陛下は82歳。公務の負担も重くなり、代理をたてて形ばかりの天皇位にとどまるよりも若い皇太子に託し、天皇の職務を滞りなく遂行してもらうことを選択したということだろう。陛下らしい真っ当な判断だと思う。

私が天皇という存在を最初に見たのは報道カメラマン時代、日本赤十字か何かのの大会に出席した昭和天皇を撮影した時だ。壇上中央に着席した天皇は、いつもの通り無表情に正面を向いていた。当時の総理大臣が天皇に向かって深々とお辞儀をしても、天皇は総理の方を見ることもなく正面を向いたままだった。もちろんお辞儀を返すことも微笑むこともなかった。そしてあの独特のしゃべり方。どうしてああいう話し方をするのか、あれが天皇の伝統なのか、不思議でならなかった。ただ強烈な印象として今もその光景は脳裏に焼き付いている。
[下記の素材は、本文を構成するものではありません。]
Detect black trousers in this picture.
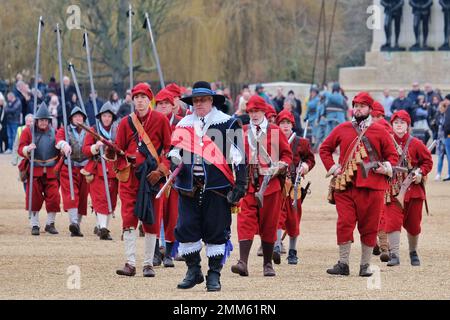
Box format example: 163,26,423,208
175,188,231,244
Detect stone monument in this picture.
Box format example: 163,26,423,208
339,0,450,98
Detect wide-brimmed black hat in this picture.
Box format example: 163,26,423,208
181,81,225,109
95,101,117,121
69,107,87,121
34,102,52,120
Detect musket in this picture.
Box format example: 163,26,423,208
255,145,273,208
83,30,114,214
77,123,125,156
56,24,75,200
156,162,183,199
28,16,44,216
127,3,134,90
395,140,437,209
292,161,303,210
69,63,90,126
144,12,166,89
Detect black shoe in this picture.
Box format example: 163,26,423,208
31,226,41,236
177,252,205,289
206,255,223,292
359,263,373,277
163,256,175,268
380,251,390,262
409,251,420,267
287,249,298,264
45,223,59,234
272,245,281,264
69,223,83,237
153,239,162,267
139,223,145,238
98,228,112,240
372,244,381,256
143,266,156,278
387,253,400,267
327,261,350,276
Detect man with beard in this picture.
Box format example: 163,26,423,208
320,92,398,277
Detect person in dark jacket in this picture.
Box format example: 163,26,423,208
85,92,104,124
408,82,425,104
5,92,22,154
444,94,450,181
391,89,413,116
0,92,8,153
117,90,133,120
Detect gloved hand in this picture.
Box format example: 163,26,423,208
414,169,423,184
227,184,246,205
147,163,169,186
62,143,72,157
167,149,182,172
103,146,117,161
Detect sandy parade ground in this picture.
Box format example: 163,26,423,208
0,155,450,300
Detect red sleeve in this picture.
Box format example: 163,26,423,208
82,127,97,158
319,126,343,171
381,128,398,166
277,127,293,166
298,138,316,171
17,127,32,158
159,117,172,168
413,139,433,176
55,128,66,144
115,117,131,170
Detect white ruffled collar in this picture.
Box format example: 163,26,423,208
177,107,231,128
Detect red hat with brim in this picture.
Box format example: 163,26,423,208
370,101,385,117
277,110,295,126
266,103,277,119
155,89,175,105
391,110,411,126
165,83,186,98
131,83,153,100
247,95,267,113
352,92,374,108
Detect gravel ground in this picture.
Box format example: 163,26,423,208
0,155,450,300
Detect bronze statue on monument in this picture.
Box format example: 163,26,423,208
409,0,434,51
439,0,450,51
381,0,405,51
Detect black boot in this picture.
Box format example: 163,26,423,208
177,252,205,289
327,261,350,276
206,255,223,292
163,242,175,268
153,239,162,267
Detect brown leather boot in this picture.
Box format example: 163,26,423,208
231,240,253,277
116,263,136,277
261,241,275,277
231,260,248,277
143,266,156,278
263,262,276,277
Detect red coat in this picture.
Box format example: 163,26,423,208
243,124,292,195
82,127,116,178
394,133,433,201
116,110,171,170
320,122,398,190
291,137,316,171
378,118,394,135
168,114,183,132
17,127,58,179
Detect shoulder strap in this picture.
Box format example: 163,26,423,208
394,135,413,166
130,113,159,165
352,122,380,162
そして昭和64年の天皇崩御。当時は警視庁クラブの記者だった。天皇が体調を崩してから、地方局の応援も得て、大規模な張り番が続いた。警視庁では皇室警護を担当する警衛課への取材に加え、警備本部に張り付いて24時間態勢でその時に備え情報収集に当たった。さらに宮内庁取材の応援として、交代で宮内庁クラブにも泊まった。仮眠用のサマーベッドも用意された。

そして1月7日に天皇が崩御し、48時間にわたる報道特番を放送した。CMはすべてカットされた。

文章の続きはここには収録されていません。